Hospital Productions 60 E. 3rd St. (betw. 1st & 2nd Aves.), 212-614-9652 A record label, music store, mail-order business and soon-to-be performance space, Hospital Productions is evidence that weightless iPods have yet to eclipse bulky, colorful albums that used to be carted around in milk crates. Owner Dominick Fernow has actually expanded recently, stocking his store with more than 1,000 cassette tapes (remember those?), CDs and vinyl. Fernow specializes in bands like Burning Star Core and Akitsa-noise and black metal bands. "I came to New York because I wanted to fill what I saw a void with a truly underground store," Fernow said. We're not giving up our iPods anytime soon, but we're happy to go down to Fernow's store and buy some music with actual heft. We reveled in something we'd forgotten about long ago after we made our purchase: liner notes.


New You Again Chinese Bodywork 205 W. 80th St. (betw. Broadway & Amsterdam Ave.), 212-721-5437 At New You Again, don't expect a lavish waiting room to lounge in pre-massage while sipping cucumber water and enveloped in a plush terry cloth robe. Masseuses at this basement-level establishment usher clients through a small entryway adorned with Chinese scrolls and acupuncture charts to a dimly lit back room where thin white curtains separate the three massage tables. The operations are bare bones, but the prices can't be beat: an hour-long massage at New You is $48, whereas most city spas charge upwards of $100. The slight awkwardness of having to discreetly disrobe in such close quarters quickly fades as you relax into the freshly laundered sheets and take in the soft instrumental music playing overhead. The massage therapists apply pressure to just the right spots gently-but persistently-to work out all your kinks, putting the massage on par with the best chi chi spa. The back massage includes a hand and arm kneading, a neck and shoulder rub and a relaxing scalp massage; it ends with a warm towel on the back. Stop in for a quick, 10-minute back rub ($10) or stay for longer; 20 minutes is $18, 30 minutes is $26. A 40-minute foot rub costs $36. Credit cards are accepted and, after 10 visits, clients get a free massage. As your treatment draws to a close, the timer next to your table will ding and your masseuse will ask if you want more time. Saying "no" will be a struggle.


Mimi Nail & Spa 1541 Second Ave. (at 80th Street), 212-327-1358 1540 First Ave. (betw. 80th & 81st Sts.), 212-452-0004 David at Mimi Nail & Spa wins hands down (no pun intended) as the finest masseuse on the Upper East Side.
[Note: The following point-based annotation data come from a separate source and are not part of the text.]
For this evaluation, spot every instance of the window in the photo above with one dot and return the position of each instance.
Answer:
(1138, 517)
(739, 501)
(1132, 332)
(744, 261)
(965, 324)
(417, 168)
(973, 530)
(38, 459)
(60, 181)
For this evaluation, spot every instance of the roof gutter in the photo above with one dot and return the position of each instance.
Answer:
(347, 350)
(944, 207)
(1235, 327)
He truly is the best in town. Some people just know what to do and are meant to do this kind of work-he's one of them. David intuitively knows which areas need focus, and his handiwork is topped off with a hot towel press. If David happens to be busy, just walk one block east to Mimi's second location, on the corner of First and 80th, and ask for Mike. He's a very close second. Prices start at $15 for 10 minutes and run up to $80 for a full hour.


Only Hearts 386 Columbus Ave. (betw. W. 78th & 79th Sts.), 212-724-5608 Owner and designer Helena Stuart's intimate boutique stands out for its elegant-yet racy-high-quality lingerie. The friendly employees are even better for their eagerness to help you look and feel your sexiest. You'll spend more on Stuart's made-in-NY delicate lace panties, beautiful bras and comfy cotton and silk cami-boy short sets than on your run-of-the-mill undergarments. The pieces are well made, however, and reasonably priced for luxury lingerie. A delicate white lace bra costs $62 and sheer white panties $32. Shopping at the store is also a pleasure compared to the chaos of some of the larger, chain lingerie stores. If you're on the prowl for something fetching to unveil during an intimate evening with that special someone, splurge on one of the store's scented Tocca candles or chocolate body frosting to truly sweeten the night. Only Hearts also carries cute cotton dresses, slinky slips, nightgowns, Italian-made leather shoes and jewelry (many designed by New York artisans).